We now return from our digression.
My father had another problem, you see. A big problem. It was one forced upon him by a family secret that feeds on itself and, like salt, rots the structure from the inside out. He had been molested by an aunt I’ll call Roonie. She had been molested by someone else in the family. The same molestation problem had driven my beloved Great Aunt Bessie away from home at 16. My grandmother handled it with the admonition she gave my mother the day her son, my mother’s husband, my father, molested Pam — “Well, what do you want from him? He’s just a man.”
This is a comment that any sane man would be rightly disgusted at, as if molestation is a natural instinct. My father informed my mother that my sister, all of eight years old, had “given him the come on.” She was, as little girls often are at that age, innocently flirtatious. But no eight year old child makes a move on an adult man, least of all her stepfather whose last name she had taken on. Only a man who had been molested himself might think that was remotely possible — and even then the vast majority of sexual abuse victims do NOT molest others.

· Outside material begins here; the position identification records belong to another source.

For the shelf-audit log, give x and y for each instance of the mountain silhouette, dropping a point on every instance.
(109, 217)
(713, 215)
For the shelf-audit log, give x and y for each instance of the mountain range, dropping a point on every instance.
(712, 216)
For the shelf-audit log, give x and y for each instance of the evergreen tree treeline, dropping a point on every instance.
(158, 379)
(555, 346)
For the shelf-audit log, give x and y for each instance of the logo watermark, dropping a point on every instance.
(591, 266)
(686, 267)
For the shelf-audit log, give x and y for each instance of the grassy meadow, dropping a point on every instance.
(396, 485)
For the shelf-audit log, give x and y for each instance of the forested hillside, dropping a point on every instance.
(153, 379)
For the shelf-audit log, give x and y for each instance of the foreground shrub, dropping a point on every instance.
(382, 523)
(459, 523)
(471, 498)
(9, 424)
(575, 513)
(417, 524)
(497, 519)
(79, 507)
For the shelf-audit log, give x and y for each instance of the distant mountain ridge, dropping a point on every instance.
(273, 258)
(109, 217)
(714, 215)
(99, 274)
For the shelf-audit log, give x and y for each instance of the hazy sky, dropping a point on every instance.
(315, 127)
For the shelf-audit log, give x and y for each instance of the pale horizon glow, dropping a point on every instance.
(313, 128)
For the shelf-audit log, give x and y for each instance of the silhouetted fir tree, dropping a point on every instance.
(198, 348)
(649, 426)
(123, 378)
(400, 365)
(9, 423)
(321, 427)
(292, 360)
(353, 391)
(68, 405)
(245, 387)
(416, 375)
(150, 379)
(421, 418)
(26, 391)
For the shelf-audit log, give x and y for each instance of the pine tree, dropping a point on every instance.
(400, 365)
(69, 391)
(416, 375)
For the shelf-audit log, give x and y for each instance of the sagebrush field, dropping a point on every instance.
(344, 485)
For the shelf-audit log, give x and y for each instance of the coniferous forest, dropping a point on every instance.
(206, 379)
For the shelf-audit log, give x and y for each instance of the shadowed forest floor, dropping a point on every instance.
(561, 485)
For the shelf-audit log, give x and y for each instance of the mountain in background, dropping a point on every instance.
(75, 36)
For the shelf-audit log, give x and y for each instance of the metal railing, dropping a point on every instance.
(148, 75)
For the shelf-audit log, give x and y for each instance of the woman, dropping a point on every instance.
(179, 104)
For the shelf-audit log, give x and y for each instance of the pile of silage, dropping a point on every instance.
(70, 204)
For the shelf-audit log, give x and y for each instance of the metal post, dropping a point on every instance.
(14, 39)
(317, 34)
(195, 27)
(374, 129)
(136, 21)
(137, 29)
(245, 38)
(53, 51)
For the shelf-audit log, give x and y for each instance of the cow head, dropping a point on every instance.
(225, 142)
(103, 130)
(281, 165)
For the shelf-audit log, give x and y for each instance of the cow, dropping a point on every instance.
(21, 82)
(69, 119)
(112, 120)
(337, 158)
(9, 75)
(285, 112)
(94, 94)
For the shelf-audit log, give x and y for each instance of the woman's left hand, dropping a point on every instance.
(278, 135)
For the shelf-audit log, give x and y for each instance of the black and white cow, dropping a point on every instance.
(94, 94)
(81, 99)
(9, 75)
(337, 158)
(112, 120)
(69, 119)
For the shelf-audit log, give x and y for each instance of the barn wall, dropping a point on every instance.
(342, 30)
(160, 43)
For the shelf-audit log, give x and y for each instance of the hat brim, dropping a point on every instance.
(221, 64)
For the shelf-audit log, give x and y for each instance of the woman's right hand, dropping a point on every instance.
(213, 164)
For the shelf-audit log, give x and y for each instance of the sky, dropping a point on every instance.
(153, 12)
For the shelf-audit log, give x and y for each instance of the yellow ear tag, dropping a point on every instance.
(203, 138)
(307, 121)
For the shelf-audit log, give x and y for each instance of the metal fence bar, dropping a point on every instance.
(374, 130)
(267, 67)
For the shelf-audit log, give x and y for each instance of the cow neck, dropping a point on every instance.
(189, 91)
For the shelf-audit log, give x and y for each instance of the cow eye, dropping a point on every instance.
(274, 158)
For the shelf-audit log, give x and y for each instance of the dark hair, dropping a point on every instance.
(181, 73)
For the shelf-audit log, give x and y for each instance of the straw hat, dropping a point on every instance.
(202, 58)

My father had no excuse. He knew better. He was sociopathic in that he really didn’t feel any guilt at all over what he had done. He was a pedophile. I now suspect that was his whole reason for zeroing in on my mother, because she had a little girl.

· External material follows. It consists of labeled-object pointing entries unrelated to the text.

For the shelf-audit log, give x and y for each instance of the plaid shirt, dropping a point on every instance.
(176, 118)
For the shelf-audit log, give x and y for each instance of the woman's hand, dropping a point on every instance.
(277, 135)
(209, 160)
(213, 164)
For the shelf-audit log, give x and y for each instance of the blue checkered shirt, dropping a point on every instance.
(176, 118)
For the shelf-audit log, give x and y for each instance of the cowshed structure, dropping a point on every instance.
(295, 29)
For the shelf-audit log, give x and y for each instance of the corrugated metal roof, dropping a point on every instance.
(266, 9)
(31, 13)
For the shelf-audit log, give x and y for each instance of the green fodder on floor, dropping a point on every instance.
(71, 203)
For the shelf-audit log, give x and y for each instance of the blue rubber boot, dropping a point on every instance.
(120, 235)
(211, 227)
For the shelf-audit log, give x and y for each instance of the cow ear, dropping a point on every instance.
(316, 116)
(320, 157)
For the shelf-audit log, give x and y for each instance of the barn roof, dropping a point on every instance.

My mother, for some reason known only to her, and she took it to the grave with her, decided to send Pamela to live with her parents. My grandparents became parents again. And Pamela was the one sent away, as if she had done something wrong, and her offender was allowed to stay at home because, as everyone knows, no one would do that to his own blood, right? It was only because she was his stepdaughter, as if perversity has some sick sense of proportion.
I have to remember the day and time and my mother’s psyche to understand her choice. It must have been hellish. She had already had one child with this man (she would later have two more). She would have to work (at women’s wages) to support her children. So she shipped Pam off and kept the monster in the house with their son.
About nine years later, having been shrunk down to a disposable size, I suppose, my sister was ready for marriage. Her husband was handsome and young, an Air Force recruit. He informed her from day one that if she ever got fat, out the door she would go. No questions, no takesies-backsies, she’d be gone. So my sister, in her bulimia-induced skeletal prison, was shipped away again with yet another man.
While my sister was in Japan, she had her first baby. We have a habit of hatching ducklings on holidays in my family. Pam had been born on Halloween, I was born on Christmas, and Laura, Pam’s first child, was born on New Year’s Day, 1970. And Pam’s first lupus flare followed.
She was in absolute agony, from head to toe, and she was all alone in Japan. My grandparents, who had never left this country in their lives, flew to Japan to be with her. Lupus information was very sketchy at the time. Army doctors were even more ignorant at the time. Doctors told her she had about ten years to live, then someone suggested twenty was possible. My mother was crushed.
Eventually, Pamela returned home and saw better doctors. They informed her that her lifespan would be much longer than that. Not that it would be a lot longer than that. She didn’t even make it to 64.
And we now know what triggers lupus — lupus, the disease of slender young women — namely bulimia.